Personal information
- Born: 7 February 1992 (age 34) Lima, Peru

Chess career
- Country: Peru
- Title: Grandmaster (2012)
- FIDE rating: 2445 (July 2026)
- Peak rating: 2569 (September 2014)

= Cristhian Cruz Sánchez =

Peruvian chess grandmaster (born 1992)

Cristhian Cruz Sánchez (born 7 February 1992) is a Peruvian chess player who received the FIDE title of Grandmaster (GM) in September 2012.

==Biography==
Three times Cruz won the medals of the Pan American Youth Chess Championships: gold (in 2004 in Bogotá - U12 age group), silver (in 2005 in Balneário Camboriú - U14 age group) and bronze (in 2003 in Bogotá - U12 age group).

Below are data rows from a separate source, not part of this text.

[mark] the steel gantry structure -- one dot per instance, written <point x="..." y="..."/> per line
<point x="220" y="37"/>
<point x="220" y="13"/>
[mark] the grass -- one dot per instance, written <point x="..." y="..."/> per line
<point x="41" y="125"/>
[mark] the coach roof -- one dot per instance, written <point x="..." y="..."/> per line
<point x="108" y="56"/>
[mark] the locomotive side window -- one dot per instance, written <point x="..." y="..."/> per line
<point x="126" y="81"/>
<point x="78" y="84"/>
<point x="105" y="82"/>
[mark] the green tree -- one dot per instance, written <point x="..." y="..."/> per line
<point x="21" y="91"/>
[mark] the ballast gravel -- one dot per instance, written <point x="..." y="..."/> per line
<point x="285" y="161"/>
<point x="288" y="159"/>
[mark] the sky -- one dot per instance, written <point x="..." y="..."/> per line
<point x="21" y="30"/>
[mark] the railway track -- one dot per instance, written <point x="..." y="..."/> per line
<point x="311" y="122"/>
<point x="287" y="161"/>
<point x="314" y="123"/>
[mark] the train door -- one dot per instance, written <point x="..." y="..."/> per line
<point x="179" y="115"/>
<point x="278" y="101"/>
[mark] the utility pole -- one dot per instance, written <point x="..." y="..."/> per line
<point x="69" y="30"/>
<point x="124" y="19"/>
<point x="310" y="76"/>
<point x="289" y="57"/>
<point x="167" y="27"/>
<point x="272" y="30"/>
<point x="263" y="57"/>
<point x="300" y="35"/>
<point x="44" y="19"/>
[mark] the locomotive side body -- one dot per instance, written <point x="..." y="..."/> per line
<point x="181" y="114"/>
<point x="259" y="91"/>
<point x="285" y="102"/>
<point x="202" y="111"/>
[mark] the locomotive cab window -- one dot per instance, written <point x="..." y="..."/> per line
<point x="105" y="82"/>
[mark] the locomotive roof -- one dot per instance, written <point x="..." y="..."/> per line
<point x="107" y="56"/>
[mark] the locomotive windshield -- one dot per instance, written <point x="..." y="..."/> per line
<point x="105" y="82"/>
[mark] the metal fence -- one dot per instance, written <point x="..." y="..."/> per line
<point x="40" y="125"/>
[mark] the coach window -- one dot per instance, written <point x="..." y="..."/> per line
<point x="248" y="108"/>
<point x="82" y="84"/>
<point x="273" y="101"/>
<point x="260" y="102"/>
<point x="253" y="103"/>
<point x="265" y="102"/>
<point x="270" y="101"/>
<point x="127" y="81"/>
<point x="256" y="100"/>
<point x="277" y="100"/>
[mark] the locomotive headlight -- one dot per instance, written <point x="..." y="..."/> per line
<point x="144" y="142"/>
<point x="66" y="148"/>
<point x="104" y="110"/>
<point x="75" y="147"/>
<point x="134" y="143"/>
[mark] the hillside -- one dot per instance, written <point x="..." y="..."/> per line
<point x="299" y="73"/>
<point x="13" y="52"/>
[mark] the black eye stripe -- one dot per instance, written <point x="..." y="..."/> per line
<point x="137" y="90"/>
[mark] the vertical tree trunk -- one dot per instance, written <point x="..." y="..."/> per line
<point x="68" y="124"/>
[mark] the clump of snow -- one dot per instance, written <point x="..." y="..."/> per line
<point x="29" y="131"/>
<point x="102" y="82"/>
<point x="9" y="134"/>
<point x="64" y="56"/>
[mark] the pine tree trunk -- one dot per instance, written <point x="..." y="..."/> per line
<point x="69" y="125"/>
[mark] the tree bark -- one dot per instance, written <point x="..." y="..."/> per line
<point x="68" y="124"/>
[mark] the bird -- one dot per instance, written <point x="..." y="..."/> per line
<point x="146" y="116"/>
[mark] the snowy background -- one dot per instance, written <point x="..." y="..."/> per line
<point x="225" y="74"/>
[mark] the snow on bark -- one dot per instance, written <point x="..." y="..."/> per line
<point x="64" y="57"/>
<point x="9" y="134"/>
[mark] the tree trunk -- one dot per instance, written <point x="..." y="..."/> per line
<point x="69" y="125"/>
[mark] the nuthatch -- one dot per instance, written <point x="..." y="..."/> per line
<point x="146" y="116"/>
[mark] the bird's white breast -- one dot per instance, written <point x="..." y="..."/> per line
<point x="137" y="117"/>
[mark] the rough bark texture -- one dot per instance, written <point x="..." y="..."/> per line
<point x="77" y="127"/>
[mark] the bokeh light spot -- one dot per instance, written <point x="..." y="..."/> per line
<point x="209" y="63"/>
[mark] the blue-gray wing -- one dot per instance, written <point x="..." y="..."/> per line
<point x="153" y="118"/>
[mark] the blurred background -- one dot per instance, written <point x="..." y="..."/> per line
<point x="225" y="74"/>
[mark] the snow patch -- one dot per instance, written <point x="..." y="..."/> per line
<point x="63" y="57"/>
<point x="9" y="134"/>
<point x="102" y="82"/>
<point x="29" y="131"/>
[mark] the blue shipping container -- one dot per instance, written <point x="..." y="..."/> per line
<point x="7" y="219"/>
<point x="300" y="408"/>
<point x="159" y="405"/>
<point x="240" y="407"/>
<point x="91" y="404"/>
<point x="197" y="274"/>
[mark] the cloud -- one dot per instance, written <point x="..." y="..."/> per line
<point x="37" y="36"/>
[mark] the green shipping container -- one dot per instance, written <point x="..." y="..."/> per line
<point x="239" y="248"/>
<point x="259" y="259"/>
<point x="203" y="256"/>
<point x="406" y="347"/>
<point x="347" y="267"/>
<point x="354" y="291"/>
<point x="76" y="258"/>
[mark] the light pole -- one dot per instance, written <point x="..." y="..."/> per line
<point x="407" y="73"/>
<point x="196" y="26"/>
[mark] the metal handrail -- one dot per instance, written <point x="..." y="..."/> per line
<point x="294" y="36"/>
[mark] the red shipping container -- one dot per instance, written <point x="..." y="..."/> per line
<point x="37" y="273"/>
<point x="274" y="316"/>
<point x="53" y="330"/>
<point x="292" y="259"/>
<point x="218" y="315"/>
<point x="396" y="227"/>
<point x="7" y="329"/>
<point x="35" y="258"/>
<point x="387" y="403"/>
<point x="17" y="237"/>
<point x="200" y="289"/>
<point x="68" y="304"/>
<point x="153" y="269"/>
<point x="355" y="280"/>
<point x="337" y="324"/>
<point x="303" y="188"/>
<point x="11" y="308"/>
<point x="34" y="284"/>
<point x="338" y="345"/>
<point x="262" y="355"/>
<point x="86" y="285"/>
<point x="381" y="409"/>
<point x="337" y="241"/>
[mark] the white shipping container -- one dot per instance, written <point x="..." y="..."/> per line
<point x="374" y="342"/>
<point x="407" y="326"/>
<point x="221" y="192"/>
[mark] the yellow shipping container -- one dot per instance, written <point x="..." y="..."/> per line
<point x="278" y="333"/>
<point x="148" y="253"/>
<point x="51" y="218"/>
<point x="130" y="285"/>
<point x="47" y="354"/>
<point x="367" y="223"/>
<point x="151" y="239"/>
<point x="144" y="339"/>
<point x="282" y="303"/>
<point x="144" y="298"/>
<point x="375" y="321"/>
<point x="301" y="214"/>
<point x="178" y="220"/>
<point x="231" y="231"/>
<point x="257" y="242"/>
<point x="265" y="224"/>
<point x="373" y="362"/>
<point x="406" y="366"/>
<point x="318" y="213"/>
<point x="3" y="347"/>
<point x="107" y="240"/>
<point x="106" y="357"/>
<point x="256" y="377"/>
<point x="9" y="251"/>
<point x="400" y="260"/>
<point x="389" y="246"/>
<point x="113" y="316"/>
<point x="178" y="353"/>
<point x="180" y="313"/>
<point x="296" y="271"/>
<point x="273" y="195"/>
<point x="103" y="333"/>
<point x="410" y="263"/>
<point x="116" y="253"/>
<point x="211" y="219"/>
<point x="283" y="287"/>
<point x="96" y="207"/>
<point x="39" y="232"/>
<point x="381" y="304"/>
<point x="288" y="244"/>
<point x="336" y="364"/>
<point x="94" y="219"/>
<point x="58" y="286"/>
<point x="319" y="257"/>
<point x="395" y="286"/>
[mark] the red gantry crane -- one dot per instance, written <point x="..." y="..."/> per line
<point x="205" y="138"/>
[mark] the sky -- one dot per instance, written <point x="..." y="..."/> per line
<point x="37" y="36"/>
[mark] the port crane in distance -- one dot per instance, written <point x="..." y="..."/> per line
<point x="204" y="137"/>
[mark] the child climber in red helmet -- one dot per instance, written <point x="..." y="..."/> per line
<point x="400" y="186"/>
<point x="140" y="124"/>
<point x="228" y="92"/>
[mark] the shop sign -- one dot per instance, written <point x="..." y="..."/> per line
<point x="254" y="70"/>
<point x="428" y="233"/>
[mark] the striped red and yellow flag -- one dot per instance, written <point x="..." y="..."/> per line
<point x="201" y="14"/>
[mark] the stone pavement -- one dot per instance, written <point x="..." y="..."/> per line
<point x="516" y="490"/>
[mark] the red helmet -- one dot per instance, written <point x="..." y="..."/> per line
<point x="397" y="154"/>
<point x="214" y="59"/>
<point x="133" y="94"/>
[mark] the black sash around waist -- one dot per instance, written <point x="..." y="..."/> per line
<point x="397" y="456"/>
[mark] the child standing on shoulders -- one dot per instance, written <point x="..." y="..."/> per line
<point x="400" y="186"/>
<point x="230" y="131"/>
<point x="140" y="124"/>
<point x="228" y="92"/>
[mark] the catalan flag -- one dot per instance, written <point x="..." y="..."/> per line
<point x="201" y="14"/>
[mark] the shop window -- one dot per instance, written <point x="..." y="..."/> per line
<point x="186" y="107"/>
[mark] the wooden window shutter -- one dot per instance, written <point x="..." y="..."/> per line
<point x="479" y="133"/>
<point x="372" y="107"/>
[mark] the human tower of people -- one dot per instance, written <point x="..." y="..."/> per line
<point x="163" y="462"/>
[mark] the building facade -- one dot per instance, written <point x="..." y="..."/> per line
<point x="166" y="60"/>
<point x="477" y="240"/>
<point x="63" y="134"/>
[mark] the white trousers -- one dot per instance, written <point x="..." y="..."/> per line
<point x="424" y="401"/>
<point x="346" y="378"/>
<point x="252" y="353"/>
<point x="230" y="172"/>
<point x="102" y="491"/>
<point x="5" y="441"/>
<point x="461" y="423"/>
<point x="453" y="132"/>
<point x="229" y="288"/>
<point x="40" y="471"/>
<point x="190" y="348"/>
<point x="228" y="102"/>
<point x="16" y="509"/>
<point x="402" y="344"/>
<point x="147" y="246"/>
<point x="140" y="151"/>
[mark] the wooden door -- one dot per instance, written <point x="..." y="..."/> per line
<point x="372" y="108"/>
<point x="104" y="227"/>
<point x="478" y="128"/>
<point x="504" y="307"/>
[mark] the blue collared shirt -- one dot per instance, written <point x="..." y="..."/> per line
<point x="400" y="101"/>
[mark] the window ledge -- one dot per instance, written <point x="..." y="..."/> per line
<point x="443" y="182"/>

In 2006, Cruz shared 1st place in Mislata and finished 2nd in Barcelona. In 2007, in Barcelona he won and shared the 2nd place three times independently. In 2009, Cristhian Cruz Sánchez shared the first place in Badalona and won in Mollet del Vallès and Zaragoza. In 2010, he finished 6th in the Porto Carras in World Youth Chess Championship in U18 age group. In 2011, Cristhian Cruz Sánchez won in Palma de Mallorca and in Mollet del Vallès. In 2012, he shared 1st place in Elgoibar. In 2014, Cristhian Cruz Sánchez shared the 1st place in Benasque.

Cruz played for Peru in the Chess Olympiads:
- In 2006, at fourth board in the 37th Chess Olympiad in Turin (+4, =2, -7),
- In 2016, at fourth board in the 42nd Chess Olympiad in Baku (+3, =4, -2),
- In 2018, at reserve board in the 43rd Chess Olympiad in Batumi (+4, =2, -3).

In 2008, he was awarded the FIDE International Master (IM) title and received the FIDE Grandmaster (GM) title four years later.

In November 2022, Cruz tied for 1st place at the 2022 U.S. Masters Chess Championship with a score of 7/9.